Hoy, gracias a investigaciones de vanguardia que involucran lo más avanzado en el campo del conocimiento biológico, sabemos que cada individuo posee su propia microbiota como una firma personal e intransferible. Así, las bacterias dejan de ser las "enemigas número 1" y pasan a ser vistas como aliadas que deben ser tratadas de la manera correcta. Puede sonar extraño en un primer momento, pero tiene sentido. La microbiota protege su piel de bacterias externas, que pueden causarnos daños. El desafío entonces es crear productos que continúen limpiando la piel de la mejor manera posible, pero sin interferir con el ecosistema de la microbiota, garantizando que la piel siga siendo protegida.
Entra aquí el jabón Naturé Fom Fom, de Natura, un ejemplo de cómo un producto de higiene personal puede hacer su trabajo de limpieza al mismo tiempo que garantiza el mantenimiento de la microbiota humana.
Cuando lavamos las manos, hay una reducción natural de la cantidad de microorganismos de la piel. El problema es que durante este "vaciado", anterior a la recuperación de la microbiota a los niveles normales, agentes patógenos pueden aprovecharse e invadir la piel, ocupando el lugar de las bacterias benéficas y causando problemas. Es ahí donde entra la innovación de Naturé Fom Fom.
El jabón de Natura es lo que permite que la microbiota se recupere de la limpieza manteniéndose en niveles similares al momento anterior de la limpieza, impidiendo la entrada de agentes externos potencialmente dañinos. Esto ocurre porque Naturé Fom Fom crea un "escudo" protector sobre la piel, que permite a la población original de la microbiota recuperarse, mientras que microorganismos indeseables son mantenidos afuera.
Luciana Vasquez, Gerente de Ciencia de Natura, explica que el ecosistema habitado por los microorganismos de nuestra piel puede compararse con una sala llena de sillas. Mientras los asientos estén ocupados por bacterias comensales, benéficas para el cuerpo, no hay problema. Pero, cuando están vacíos, se convierten en un plato lleno para los transitorios, estos sí causadores de daños, como inflamaciones y otras enfermedades. Por eso, dice Luciana, la importancia de la existencia de un escudo protector que pueda mantener la puerta sellada mientras la microbiota original se recupera.

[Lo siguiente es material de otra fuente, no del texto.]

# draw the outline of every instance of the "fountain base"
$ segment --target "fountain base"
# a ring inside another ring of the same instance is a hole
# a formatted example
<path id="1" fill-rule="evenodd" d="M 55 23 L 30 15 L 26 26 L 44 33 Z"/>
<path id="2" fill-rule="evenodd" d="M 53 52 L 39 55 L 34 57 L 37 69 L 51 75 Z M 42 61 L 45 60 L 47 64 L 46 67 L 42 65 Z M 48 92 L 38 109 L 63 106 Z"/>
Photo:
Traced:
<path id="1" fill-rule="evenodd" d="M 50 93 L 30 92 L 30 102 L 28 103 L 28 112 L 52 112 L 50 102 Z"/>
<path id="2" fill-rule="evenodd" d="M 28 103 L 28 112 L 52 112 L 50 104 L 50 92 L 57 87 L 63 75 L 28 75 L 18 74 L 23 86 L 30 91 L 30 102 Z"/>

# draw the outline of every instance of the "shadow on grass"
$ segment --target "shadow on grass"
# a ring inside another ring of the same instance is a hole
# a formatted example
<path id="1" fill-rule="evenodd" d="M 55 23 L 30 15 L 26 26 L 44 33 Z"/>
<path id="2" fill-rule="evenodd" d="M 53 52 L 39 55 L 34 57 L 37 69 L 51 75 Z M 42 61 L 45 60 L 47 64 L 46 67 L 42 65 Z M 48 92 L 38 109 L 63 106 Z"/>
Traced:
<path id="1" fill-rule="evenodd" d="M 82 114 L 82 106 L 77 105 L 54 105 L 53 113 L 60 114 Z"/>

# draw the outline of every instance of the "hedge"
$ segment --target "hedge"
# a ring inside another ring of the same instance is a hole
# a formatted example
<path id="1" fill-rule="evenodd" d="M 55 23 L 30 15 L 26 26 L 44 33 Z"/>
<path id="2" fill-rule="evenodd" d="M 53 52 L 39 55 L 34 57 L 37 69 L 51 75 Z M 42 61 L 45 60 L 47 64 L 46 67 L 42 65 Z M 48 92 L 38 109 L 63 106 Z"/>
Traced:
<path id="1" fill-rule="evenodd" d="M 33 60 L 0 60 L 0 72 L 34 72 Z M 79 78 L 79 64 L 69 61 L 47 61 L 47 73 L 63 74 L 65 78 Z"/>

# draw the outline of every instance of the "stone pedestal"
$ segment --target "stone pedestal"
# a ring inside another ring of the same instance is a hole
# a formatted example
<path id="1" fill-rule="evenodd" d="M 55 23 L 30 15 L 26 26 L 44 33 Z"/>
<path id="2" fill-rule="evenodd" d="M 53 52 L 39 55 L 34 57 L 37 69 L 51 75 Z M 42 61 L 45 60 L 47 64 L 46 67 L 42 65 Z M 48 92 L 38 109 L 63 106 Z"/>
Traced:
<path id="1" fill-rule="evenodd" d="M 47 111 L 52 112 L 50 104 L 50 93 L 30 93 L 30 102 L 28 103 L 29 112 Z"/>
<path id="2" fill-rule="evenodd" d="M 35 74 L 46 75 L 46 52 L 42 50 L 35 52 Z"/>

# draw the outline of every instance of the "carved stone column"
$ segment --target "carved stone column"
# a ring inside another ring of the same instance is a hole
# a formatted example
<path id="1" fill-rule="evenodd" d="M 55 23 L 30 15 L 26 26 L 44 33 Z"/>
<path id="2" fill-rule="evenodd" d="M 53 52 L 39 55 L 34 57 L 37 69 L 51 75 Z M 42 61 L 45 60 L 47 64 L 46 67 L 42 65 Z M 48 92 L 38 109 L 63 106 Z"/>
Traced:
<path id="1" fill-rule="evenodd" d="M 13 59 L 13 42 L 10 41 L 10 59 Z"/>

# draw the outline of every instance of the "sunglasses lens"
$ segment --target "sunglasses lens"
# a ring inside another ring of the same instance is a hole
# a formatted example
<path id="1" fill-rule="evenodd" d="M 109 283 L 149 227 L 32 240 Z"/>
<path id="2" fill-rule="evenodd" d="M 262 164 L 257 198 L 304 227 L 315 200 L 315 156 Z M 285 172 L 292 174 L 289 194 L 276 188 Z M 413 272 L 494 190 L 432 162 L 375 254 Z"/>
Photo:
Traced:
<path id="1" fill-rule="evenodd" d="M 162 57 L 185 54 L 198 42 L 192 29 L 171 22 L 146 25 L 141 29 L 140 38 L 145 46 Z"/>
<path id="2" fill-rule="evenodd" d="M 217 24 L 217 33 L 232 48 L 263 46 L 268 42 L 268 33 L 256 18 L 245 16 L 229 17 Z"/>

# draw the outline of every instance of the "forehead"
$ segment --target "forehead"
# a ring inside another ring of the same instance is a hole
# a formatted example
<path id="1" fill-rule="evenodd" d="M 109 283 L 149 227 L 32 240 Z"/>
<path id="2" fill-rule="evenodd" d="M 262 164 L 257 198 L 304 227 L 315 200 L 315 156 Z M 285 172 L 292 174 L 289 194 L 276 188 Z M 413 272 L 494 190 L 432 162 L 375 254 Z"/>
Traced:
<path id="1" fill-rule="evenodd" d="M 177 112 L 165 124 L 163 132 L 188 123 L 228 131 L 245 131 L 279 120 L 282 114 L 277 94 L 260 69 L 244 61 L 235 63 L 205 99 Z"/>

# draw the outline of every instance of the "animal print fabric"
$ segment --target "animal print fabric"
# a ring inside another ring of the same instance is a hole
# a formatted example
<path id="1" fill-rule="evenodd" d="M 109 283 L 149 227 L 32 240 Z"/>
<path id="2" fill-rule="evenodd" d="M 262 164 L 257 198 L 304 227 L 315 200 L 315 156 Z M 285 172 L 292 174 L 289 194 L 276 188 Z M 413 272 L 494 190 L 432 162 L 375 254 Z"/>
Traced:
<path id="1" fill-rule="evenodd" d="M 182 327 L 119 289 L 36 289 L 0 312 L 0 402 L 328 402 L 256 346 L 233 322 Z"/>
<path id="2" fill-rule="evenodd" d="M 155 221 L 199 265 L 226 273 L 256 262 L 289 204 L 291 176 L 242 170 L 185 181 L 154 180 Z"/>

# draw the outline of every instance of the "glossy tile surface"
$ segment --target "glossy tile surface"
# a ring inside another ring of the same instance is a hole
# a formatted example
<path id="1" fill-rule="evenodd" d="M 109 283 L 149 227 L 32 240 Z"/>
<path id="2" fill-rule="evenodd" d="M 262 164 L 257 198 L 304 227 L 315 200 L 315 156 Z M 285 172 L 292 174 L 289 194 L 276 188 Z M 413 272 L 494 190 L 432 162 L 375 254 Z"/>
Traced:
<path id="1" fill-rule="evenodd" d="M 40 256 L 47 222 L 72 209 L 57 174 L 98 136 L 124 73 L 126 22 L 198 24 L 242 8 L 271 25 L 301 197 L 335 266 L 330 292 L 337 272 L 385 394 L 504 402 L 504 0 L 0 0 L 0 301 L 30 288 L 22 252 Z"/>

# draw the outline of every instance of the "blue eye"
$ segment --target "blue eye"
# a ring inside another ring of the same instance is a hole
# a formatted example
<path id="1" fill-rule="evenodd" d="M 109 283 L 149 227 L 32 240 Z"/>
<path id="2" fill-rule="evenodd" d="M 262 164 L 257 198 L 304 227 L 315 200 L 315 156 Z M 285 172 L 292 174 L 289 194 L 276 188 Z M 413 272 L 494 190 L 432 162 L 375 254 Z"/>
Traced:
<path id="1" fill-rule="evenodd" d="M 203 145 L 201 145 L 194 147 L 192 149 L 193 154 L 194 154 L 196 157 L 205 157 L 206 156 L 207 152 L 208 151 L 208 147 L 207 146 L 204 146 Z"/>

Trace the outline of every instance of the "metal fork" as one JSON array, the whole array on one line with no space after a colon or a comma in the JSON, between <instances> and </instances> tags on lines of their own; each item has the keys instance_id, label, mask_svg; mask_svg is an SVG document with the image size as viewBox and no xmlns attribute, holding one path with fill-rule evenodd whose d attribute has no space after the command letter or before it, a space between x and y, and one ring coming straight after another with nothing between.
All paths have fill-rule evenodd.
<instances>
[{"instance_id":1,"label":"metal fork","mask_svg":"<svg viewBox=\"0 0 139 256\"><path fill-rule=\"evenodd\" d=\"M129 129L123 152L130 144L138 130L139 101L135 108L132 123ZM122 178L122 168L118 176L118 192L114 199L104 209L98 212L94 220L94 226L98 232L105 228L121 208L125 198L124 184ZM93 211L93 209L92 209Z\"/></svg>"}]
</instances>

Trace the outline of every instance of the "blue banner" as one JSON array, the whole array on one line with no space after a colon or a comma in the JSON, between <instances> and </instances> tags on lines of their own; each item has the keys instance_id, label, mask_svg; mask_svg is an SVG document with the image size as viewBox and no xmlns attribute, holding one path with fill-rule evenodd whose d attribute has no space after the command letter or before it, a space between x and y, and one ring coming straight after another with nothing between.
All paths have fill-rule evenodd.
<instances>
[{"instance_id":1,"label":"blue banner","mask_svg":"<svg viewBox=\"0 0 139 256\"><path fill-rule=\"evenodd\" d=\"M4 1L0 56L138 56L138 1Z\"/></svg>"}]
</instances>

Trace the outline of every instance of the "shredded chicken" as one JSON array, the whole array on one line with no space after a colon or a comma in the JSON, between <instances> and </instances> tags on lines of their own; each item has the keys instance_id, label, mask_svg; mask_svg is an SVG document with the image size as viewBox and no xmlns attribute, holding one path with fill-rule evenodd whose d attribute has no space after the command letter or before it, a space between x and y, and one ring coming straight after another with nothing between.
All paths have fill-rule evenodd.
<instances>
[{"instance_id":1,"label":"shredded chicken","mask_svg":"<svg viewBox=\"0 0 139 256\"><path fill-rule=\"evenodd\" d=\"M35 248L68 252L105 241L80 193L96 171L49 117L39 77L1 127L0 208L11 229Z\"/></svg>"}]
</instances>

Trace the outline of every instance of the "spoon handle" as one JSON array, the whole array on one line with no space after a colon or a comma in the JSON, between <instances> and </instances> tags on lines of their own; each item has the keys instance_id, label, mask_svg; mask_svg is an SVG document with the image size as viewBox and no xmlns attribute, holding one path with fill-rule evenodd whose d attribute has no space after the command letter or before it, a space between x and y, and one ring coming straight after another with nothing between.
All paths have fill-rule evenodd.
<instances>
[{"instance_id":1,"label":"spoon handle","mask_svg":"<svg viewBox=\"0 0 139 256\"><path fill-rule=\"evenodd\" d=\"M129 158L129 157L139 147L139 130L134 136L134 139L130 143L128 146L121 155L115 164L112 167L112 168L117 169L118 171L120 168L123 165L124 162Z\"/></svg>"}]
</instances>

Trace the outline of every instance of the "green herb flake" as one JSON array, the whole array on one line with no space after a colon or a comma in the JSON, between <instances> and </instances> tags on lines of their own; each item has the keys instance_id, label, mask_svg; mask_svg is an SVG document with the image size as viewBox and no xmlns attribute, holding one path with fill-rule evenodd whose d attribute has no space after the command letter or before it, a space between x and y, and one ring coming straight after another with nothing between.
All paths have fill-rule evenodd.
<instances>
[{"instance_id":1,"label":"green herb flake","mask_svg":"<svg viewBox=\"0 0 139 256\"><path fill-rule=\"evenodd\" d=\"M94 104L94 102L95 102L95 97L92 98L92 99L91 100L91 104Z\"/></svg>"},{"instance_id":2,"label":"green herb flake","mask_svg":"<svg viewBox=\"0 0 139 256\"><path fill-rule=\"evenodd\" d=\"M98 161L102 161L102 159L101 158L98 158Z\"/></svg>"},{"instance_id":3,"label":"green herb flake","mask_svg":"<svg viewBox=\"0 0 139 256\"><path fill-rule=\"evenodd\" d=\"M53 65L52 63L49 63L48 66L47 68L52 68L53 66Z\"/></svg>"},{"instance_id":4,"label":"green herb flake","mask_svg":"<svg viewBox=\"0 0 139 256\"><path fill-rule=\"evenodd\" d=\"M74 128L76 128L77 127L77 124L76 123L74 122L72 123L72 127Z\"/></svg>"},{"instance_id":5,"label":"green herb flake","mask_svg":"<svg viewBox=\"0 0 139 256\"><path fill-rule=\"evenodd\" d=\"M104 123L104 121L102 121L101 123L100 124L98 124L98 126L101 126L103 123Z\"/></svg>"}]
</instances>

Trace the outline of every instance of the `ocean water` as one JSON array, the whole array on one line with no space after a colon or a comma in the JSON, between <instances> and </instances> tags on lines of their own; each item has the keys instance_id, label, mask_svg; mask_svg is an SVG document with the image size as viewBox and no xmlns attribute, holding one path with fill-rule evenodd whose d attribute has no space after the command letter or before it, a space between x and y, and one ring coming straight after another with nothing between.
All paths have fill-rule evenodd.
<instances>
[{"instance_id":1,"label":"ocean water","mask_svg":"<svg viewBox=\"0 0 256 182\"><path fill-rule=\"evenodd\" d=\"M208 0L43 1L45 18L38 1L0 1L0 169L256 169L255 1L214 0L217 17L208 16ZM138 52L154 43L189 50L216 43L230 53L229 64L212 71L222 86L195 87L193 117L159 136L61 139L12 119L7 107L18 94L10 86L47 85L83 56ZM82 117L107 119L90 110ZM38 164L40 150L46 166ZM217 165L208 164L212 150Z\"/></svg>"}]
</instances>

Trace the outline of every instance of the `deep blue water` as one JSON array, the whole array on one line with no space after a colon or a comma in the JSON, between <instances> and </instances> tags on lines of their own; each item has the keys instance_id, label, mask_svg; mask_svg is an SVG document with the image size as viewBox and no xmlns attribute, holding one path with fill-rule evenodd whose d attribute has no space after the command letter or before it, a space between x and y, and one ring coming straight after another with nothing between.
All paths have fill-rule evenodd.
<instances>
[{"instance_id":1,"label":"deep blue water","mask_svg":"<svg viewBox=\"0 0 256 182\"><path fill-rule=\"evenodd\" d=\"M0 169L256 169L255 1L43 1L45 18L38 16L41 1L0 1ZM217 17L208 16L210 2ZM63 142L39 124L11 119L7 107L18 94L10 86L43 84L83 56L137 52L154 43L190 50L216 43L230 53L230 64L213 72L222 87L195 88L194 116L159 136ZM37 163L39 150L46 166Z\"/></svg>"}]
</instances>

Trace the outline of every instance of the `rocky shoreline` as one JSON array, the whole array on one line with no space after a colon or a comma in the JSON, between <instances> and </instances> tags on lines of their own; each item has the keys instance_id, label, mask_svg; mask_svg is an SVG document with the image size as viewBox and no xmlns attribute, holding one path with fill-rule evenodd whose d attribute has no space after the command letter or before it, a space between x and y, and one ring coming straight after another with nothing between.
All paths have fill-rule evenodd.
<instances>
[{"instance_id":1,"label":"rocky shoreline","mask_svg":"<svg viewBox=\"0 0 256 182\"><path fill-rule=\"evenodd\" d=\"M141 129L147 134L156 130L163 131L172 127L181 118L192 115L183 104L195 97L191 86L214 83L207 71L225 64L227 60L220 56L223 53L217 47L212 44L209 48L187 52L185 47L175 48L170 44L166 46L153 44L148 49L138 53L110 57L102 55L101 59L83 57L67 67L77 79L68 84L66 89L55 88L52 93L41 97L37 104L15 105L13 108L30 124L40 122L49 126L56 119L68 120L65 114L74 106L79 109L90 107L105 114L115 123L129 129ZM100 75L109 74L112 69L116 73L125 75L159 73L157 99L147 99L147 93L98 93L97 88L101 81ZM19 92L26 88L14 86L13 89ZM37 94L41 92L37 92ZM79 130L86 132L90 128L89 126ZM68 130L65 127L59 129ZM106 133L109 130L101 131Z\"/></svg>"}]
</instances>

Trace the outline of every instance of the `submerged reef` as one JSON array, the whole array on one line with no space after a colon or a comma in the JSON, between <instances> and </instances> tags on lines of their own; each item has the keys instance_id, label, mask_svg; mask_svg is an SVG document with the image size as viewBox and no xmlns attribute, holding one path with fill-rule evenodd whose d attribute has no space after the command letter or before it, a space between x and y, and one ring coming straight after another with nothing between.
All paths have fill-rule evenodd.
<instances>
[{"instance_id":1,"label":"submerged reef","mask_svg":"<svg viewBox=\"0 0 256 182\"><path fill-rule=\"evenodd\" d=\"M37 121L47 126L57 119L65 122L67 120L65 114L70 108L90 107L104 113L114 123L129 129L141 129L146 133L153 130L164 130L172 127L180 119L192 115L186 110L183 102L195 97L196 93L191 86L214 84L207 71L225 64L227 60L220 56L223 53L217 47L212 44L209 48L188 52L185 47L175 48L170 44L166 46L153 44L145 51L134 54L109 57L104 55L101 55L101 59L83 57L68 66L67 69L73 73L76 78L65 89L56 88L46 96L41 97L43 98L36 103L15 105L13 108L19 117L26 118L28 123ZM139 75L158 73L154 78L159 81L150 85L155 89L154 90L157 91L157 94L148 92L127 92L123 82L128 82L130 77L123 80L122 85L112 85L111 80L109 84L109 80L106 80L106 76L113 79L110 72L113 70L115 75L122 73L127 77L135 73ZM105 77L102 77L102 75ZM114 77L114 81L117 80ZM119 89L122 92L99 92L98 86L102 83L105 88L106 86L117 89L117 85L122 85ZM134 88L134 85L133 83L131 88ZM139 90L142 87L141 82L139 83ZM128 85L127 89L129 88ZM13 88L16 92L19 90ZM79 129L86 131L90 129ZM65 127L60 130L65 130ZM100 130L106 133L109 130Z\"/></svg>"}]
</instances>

Este es un ejemplo concreto de cómo las investigaciones en torno a la microbiota pueden llevar al desarrollo de productos más inteligentes y con más beneficios para el consumidor de Natura. Y es por eso que la empresa invierte tanto en innovación y tecnología. Así, garantiza que sus productos estén alineados con el conocimiento más avanzado, y que sus consumidores disfruten de estas ventajas únicas.